What Does A Step-Change In AI Image Generation Quality Mean? – Thomas Lancaster’s Blog

admin April 1, 2025

0 1 3 minutes read

The quality of output from generative AI systems, when directed well by a skilled user, continues to improve at a rapid rate. This post is motivated by the improved image generation capabilities of ChatGPT within the 4o model as released in March 2025, but the general principles will likely apply to many future systems.

Prefer to watch rather than read?

Watch a video version of this blog post below. The content of this post is largely based on the video.

What Makes ChatGPT-4o’s Image Generation Different?

The image generation pipeline used by ChatGPT 4o is rather different to previous versions. Three main advances stand out to me as being the most useful in an educational setting:

Text Generation: One of the most significant improvements is the model’s ability to spell and write coherent words within images. This works whether you supply the words or let the model determine the best text to display. There can still be errors, but these are far fewer than there were previously.
Character Consistency: It is now much easier to achieve consistency in characters from one image to the next. This opens up possibilities like producing storybooks or comic strips featuring the same characters across multiple panels or pages.
Overall Quality: My experience is that the quality of the images, the designs, and the realism appear improved over many previous models.

What are some practical uses of this technology?

I’ve shared a lot of examples of the type of images that can be generated in the accompanying video and on social media. But think about useful areas like translating text in images, creating photos of product prototypes, designing newsletter templates, producing educational card games, or producing infographics.

At the more fun side of things, how about making fresh memes or comic strips? Or maybe just some cats doing their laundry?

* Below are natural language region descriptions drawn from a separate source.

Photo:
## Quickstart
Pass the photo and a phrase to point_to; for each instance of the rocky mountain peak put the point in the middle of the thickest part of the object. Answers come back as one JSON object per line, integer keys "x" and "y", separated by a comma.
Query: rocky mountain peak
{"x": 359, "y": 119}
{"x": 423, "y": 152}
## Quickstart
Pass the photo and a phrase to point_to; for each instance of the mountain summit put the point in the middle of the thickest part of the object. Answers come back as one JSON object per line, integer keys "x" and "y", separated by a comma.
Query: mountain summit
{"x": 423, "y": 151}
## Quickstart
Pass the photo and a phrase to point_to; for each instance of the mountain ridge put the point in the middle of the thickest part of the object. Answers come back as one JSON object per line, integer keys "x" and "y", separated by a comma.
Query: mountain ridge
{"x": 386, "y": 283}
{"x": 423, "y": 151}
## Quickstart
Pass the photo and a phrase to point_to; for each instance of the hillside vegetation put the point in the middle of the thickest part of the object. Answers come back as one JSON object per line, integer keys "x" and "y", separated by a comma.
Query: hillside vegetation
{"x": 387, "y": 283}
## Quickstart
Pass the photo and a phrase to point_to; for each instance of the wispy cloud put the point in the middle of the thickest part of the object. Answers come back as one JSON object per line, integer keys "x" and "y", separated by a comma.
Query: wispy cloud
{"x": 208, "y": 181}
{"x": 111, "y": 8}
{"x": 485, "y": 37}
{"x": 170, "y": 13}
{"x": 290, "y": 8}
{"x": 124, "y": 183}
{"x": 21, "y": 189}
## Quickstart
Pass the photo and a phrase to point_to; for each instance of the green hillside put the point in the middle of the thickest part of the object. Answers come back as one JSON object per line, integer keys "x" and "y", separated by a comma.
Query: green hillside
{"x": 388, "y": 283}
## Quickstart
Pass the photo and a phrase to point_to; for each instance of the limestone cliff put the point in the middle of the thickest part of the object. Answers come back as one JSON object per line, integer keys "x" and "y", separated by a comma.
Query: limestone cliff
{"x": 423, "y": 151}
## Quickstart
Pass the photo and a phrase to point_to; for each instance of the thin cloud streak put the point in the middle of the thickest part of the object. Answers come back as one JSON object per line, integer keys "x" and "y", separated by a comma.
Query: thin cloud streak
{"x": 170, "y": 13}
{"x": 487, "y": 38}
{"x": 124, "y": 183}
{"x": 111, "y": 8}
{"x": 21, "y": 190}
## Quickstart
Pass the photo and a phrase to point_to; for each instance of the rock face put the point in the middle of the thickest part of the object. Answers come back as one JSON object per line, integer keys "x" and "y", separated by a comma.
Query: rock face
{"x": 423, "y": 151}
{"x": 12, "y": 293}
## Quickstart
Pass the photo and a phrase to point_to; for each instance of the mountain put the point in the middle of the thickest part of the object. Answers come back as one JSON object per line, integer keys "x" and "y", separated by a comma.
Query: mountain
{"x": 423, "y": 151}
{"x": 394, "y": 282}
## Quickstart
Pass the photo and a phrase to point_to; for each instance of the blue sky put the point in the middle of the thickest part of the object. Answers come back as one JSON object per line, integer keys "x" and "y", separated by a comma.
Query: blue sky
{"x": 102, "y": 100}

Even the slides I used in the video were created as images in ChatGPT. I’ve used the sketchnote format, which I think is different and visually appealing, if nothing else (and I say that as someone with limited ability to draw).

I’ve also found that ChatGPT 4o is very good at taking a single image of a human, then converting them to different artistic formats, changing their location, or changing outfits.

There are a few examples in the picture below.

There are downsides…

While this all sounds incredibly positive, we must also consider the dangers. Any technology can be intentionally misused or accidentally used in ways not originally intended.

Images can be misused. Imagine fake news stories spreading rapidly through social media, made more convincing by realistic visuals involving celebrities or figures of authority. You could even fake screenshots, like fabricated Wikipedia pages or phone conversations, to lend credibility to false narratives. It’s amazing how quickly viral stories spread, and realistic visuals exacerbate this risk.

Here’s a humorous example of a fake conversation on an iPhone. The scenario and content both came from ChatGPT. This example is not particularly dangerous, but I’m sure you can imagine how other conversations could be used to mislead or to provide fake evidence.

We do need to think about responsible use

This technology always seems incredibly useful and I believe it’s worth exploring further. But we also have to raise awareness of all the risks that come with relying on this type of technology, and how easily people can be tricked into believing the information in an image is real.

Please do ensure that support networks are in place for people you know who might be susceptible to misinformation or scams amplified by this technology. A convincing fake newspaper story or celebrity endorsement is now easier to create than ever before. Convincing visuals can make scams more potent.

Even within an academic setting, think how easily students (or other people involved in the educational process) can be misled.

This technology, like all types of Generative AI, will only get faster and better. Let’s embrace its potential while remaining vigilant about its challenges.